From the perspective of a mechanical engineering student, 3D printing is something that has shrouded the engineering industry in anticipation for what the future may hold. Manufacturing in the past has basically been CNC and injection molding. Expensive and boring machines that have many limitations as to what you can create. Engineers love to create (at least in my opinion). Anything you can do to try and make creation a more interesting and cost-effective process, the better! Injection molding and CNC machines are incredibly expensive and requires lots of training and maintenance. 3D printing or additive manufacturing offers endless possibility for a price that is more feasible and accessible to the average consumer. To make the “art of creation” engaging is much more difficult with different types of manufacturing, as compared to 3D printing.
I was first introduced to 3D printing in high school working with makerspace level 3D printers in one of my classes.

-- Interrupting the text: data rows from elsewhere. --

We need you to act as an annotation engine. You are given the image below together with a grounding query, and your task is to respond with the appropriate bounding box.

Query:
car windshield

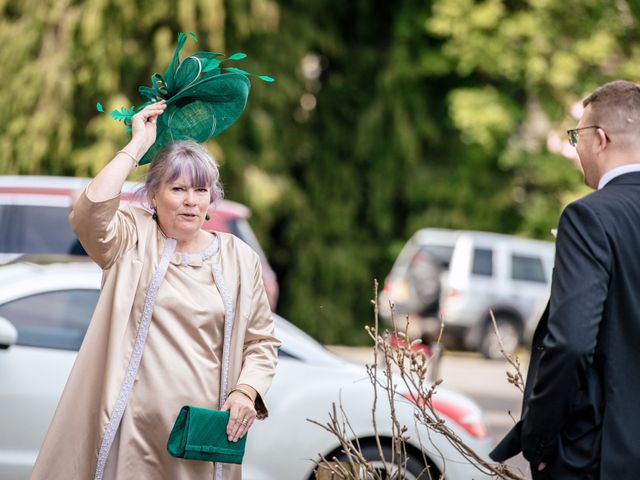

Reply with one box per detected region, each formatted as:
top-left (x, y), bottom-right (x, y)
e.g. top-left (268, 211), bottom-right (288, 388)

top-left (274, 315), bottom-right (343, 366)
top-left (395, 241), bottom-right (454, 271)
top-left (422, 245), bottom-right (455, 268)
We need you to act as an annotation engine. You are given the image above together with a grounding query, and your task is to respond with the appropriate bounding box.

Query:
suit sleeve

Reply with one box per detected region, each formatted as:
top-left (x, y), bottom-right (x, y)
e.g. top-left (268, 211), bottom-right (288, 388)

top-left (521, 201), bottom-right (611, 466)
top-left (235, 254), bottom-right (281, 419)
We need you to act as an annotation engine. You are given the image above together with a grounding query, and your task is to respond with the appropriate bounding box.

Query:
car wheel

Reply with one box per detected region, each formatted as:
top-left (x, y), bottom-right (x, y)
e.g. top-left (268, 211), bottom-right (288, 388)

top-left (479, 316), bottom-right (520, 360)
top-left (328, 443), bottom-right (438, 480)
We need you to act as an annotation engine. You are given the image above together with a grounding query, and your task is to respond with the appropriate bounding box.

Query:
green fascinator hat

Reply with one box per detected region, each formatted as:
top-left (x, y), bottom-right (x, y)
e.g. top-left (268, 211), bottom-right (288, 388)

top-left (99, 32), bottom-right (274, 165)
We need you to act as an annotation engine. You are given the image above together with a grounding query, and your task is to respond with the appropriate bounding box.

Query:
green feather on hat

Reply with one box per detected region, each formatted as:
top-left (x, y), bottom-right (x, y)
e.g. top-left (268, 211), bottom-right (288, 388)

top-left (98, 32), bottom-right (274, 165)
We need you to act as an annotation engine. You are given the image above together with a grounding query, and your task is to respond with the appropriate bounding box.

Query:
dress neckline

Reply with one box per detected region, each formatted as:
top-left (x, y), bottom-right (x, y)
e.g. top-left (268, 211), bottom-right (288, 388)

top-left (169, 233), bottom-right (219, 267)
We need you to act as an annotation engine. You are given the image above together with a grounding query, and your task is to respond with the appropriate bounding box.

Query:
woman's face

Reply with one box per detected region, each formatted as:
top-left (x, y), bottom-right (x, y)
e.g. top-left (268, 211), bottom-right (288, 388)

top-left (152, 172), bottom-right (211, 240)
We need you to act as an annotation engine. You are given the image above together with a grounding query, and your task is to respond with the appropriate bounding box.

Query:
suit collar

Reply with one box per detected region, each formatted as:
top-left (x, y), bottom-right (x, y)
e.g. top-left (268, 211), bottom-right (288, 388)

top-left (603, 170), bottom-right (640, 187)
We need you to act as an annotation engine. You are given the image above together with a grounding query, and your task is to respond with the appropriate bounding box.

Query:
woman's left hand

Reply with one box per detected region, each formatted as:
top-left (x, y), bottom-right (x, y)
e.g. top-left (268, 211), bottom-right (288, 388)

top-left (221, 388), bottom-right (257, 442)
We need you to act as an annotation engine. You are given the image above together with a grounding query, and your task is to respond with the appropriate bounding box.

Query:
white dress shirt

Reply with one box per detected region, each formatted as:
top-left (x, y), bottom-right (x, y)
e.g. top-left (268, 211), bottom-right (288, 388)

top-left (598, 163), bottom-right (640, 190)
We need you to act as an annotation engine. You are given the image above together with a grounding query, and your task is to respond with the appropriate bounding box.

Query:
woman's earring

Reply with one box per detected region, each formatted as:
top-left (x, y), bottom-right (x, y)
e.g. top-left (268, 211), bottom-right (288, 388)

top-left (152, 209), bottom-right (158, 221)
top-left (205, 213), bottom-right (210, 221)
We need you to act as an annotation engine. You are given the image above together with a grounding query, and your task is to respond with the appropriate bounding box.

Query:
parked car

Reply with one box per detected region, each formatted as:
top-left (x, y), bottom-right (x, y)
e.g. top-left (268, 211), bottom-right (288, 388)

top-left (0, 175), bottom-right (278, 309)
top-left (0, 256), bottom-right (493, 480)
top-left (380, 228), bottom-right (555, 359)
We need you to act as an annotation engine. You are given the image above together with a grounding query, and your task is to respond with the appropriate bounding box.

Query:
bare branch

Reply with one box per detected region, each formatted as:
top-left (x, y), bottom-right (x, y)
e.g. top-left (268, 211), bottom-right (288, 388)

top-left (489, 310), bottom-right (525, 394)
top-left (309, 284), bottom-right (527, 480)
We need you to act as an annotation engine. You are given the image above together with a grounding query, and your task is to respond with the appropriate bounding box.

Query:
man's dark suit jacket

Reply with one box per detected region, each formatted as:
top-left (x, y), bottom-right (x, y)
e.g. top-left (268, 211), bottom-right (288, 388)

top-left (490, 172), bottom-right (640, 480)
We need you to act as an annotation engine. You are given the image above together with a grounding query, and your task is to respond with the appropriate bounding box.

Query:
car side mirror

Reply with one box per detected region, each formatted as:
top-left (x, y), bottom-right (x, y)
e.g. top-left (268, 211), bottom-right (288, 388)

top-left (0, 316), bottom-right (17, 350)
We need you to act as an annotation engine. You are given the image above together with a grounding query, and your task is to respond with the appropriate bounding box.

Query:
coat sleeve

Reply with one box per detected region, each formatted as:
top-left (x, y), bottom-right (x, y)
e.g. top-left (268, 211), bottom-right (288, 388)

top-left (520, 201), bottom-right (611, 466)
top-left (69, 188), bottom-right (138, 270)
top-left (235, 253), bottom-right (281, 419)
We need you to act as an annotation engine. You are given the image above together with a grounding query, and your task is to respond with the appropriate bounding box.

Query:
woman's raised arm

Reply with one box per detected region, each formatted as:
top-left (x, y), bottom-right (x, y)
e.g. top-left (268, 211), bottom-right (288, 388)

top-left (86, 101), bottom-right (166, 201)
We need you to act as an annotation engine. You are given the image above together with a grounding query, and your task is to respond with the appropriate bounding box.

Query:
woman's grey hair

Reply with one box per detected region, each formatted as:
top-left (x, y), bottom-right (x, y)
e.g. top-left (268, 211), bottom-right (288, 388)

top-left (140, 140), bottom-right (224, 206)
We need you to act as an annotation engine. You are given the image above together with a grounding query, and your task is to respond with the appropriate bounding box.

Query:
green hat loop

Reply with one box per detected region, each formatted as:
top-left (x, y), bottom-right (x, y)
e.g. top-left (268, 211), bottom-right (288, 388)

top-left (98, 32), bottom-right (274, 165)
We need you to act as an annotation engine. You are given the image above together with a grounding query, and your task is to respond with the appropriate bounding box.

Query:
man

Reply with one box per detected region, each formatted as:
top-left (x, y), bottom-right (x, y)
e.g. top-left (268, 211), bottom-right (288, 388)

top-left (490, 80), bottom-right (640, 479)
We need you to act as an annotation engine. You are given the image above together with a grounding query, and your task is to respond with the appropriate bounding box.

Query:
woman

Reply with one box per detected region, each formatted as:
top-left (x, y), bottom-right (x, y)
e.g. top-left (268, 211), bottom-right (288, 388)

top-left (30, 101), bottom-right (280, 480)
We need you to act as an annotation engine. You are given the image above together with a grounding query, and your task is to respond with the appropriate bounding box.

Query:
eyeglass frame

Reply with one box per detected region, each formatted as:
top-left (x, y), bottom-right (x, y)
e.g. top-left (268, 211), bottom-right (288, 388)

top-left (567, 125), bottom-right (609, 147)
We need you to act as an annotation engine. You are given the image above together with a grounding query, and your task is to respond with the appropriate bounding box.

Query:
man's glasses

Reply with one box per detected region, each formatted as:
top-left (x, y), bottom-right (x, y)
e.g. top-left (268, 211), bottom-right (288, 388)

top-left (567, 125), bottom-right (604, 147)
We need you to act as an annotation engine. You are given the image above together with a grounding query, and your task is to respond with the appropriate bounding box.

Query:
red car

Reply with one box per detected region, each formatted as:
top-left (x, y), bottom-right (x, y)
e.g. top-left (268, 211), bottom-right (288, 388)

top-left (0, 176), bottom-right (279, 309)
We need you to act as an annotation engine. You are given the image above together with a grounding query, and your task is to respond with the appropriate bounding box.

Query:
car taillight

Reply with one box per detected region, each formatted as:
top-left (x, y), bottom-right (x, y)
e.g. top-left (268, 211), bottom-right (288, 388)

top-left (383, 277), bottom-right (409, 303)
top-left (400, 393), bottom-right (489, 438)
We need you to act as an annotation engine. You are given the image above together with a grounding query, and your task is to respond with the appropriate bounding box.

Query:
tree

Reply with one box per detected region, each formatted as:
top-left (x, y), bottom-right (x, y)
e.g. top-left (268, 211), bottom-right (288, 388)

top-left (2, 0), bottom-right (639, 343)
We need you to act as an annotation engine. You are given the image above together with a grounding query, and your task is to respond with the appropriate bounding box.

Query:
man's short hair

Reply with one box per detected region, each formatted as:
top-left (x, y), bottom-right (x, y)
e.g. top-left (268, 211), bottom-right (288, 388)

top-left (583, 80), bottom-right (640, 134)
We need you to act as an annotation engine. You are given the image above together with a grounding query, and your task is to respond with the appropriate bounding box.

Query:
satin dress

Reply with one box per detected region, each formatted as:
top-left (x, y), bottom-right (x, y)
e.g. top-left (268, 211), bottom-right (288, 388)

top-left (103, 235), bottom-right (226, 479)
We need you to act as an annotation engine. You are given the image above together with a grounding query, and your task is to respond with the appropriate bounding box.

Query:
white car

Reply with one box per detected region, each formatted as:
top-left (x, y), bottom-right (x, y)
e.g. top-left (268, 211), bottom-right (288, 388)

top-left (380, 228), bottom-right (555, 359)
top-left (0, 256), bottom-right (493, 479)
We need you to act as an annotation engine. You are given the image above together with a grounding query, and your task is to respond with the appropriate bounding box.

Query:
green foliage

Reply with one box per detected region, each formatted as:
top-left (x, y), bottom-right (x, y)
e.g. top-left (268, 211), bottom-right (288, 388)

top-left (447, 86), bottom-right (519, 151)
top-left (3, 0), bottom-right (640, 344)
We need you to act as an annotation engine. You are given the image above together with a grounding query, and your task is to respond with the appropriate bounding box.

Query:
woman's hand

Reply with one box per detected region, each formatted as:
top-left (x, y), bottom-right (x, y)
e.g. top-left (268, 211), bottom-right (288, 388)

top-left (129, 100), bottom-right (167, 159)
top-left (221, 387), bottom-right (258, 442)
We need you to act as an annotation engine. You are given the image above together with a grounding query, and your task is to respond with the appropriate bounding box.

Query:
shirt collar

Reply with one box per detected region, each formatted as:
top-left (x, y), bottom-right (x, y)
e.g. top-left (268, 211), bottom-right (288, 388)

top-left (598, 163), bottom-right (640, 190)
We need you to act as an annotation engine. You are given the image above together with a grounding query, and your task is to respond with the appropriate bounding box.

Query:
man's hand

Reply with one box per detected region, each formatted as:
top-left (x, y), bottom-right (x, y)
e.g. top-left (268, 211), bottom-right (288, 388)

top-left (538, 462), bottom-right (547, 471)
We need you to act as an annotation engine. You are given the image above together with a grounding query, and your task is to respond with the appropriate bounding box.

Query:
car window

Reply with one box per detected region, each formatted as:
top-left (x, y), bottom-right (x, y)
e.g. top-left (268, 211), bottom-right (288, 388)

top-left (472, 248), bottom-right (493, 276)
top-left (0, 289), bottom-right (99, 350)
top-left (396, 242), bottom-right (453, 271)
top-left (511, 254), bottom-right (546, 283)
top-left (274, 315), bottom-right (343, 365)
top-left (422, 245), bottom-right (454, 268)
top-left (0, 205), bottom-right (76, 254)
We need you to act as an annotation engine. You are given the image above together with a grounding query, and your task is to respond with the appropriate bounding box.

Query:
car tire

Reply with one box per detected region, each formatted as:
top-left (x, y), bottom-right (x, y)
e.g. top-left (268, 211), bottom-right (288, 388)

top-left (328, 443), bottom-right (438, 480)
top-left (479, 316), bottom-right (521, 360)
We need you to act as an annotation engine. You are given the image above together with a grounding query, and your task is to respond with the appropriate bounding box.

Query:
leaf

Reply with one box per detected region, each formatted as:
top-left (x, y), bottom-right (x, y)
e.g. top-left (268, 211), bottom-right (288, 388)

top-left (228, 52), bottom-right (247, 61)
top-left (96, 102), bottom-right (104, 112)
top-left (189, 32), bottom-right (199, 42)
top-left (223, 66), bottom-right (249, 75)
top-left (258, 75), bottom-right (276, 83)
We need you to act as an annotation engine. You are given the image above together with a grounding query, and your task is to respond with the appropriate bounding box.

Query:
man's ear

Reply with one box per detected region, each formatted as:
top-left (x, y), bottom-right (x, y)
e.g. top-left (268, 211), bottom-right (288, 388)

top-left (596, 127), bottom-right (609, 150)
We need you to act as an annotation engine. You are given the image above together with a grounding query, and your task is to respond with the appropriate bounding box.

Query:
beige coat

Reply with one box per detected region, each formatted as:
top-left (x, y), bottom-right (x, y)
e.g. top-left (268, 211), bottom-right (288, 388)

top-left (30, 191), bottom-right (280, 480)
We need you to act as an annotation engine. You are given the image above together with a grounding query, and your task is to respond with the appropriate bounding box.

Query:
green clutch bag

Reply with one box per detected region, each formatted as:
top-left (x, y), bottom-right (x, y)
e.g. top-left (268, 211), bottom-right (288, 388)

top-left (167, 406), bottom-right (247, 464)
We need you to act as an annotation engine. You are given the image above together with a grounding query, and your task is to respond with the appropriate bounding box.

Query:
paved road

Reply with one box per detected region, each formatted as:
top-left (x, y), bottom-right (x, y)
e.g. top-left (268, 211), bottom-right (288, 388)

top-left (327, 346), bottom-right (531, 479)
top-left (437, 351), bottom-right (529, 478)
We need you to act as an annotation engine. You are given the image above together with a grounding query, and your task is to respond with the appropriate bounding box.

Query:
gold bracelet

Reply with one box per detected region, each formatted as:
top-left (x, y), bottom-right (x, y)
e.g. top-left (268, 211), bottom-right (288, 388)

top-left (117, 149), bottom-right (138, 168)
top-left (229, 387), bottom-right (255, 403)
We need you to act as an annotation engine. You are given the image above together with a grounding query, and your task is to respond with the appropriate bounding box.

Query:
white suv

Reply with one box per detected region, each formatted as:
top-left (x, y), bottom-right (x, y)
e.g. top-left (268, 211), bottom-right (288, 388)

I immediately fell in love with the technology. In college, I had the opportunity to work with many different types of makerspace 3D printers at my own leisure. These printers had the ability to create many different models. A few drawbacks to these low-level machines: there were many missteps in prints, and the speed of printing is not ideal. The limitations of these cheaper machines led me to investigate higher quality 3D printers, geared toward the industrial side of additive manufacturing. Enter R&D Technologies, the leading company in Rhode Island for industrial grade additive manufacturing machines and part sales.
Now as the reader you are probably thinking, “oh great, this is going to be another sales pitch by some corporate guy trying to sell me a 3D printer”. Well you would be right in retrospect. The only thing is that I am an intern for R&D Technologies, not a salesman! In the past couple months, I have had the privilege to work alongside the R&D team and help operate some of the most advanced 3D printers available on the market! These industrial printers are some of the greatest manufacturing and prototyping machines in the world. The advantages they have over lower end additive manufacturing machines are simply astonishing. With sub $10,000 printers you get inconsistencies in the prints, limitations due to single head extrusion, MUCH smaller print size, material restrictions and most importantly, reliability. You can print tens of thousands of hours on these industrial printers and they will not skip a beat.
3D printing is always adapting and changing. R&D Technologies has the capability to produce parts like few others. They also have the intuition to help you with what you need when it comes to manufacturing. Additive is simply a great solution. It takes the boring processes of manufacturing and makes them interesting, engaging, and accessible to all! Any aspiring engineer like me will fall in love with this technology.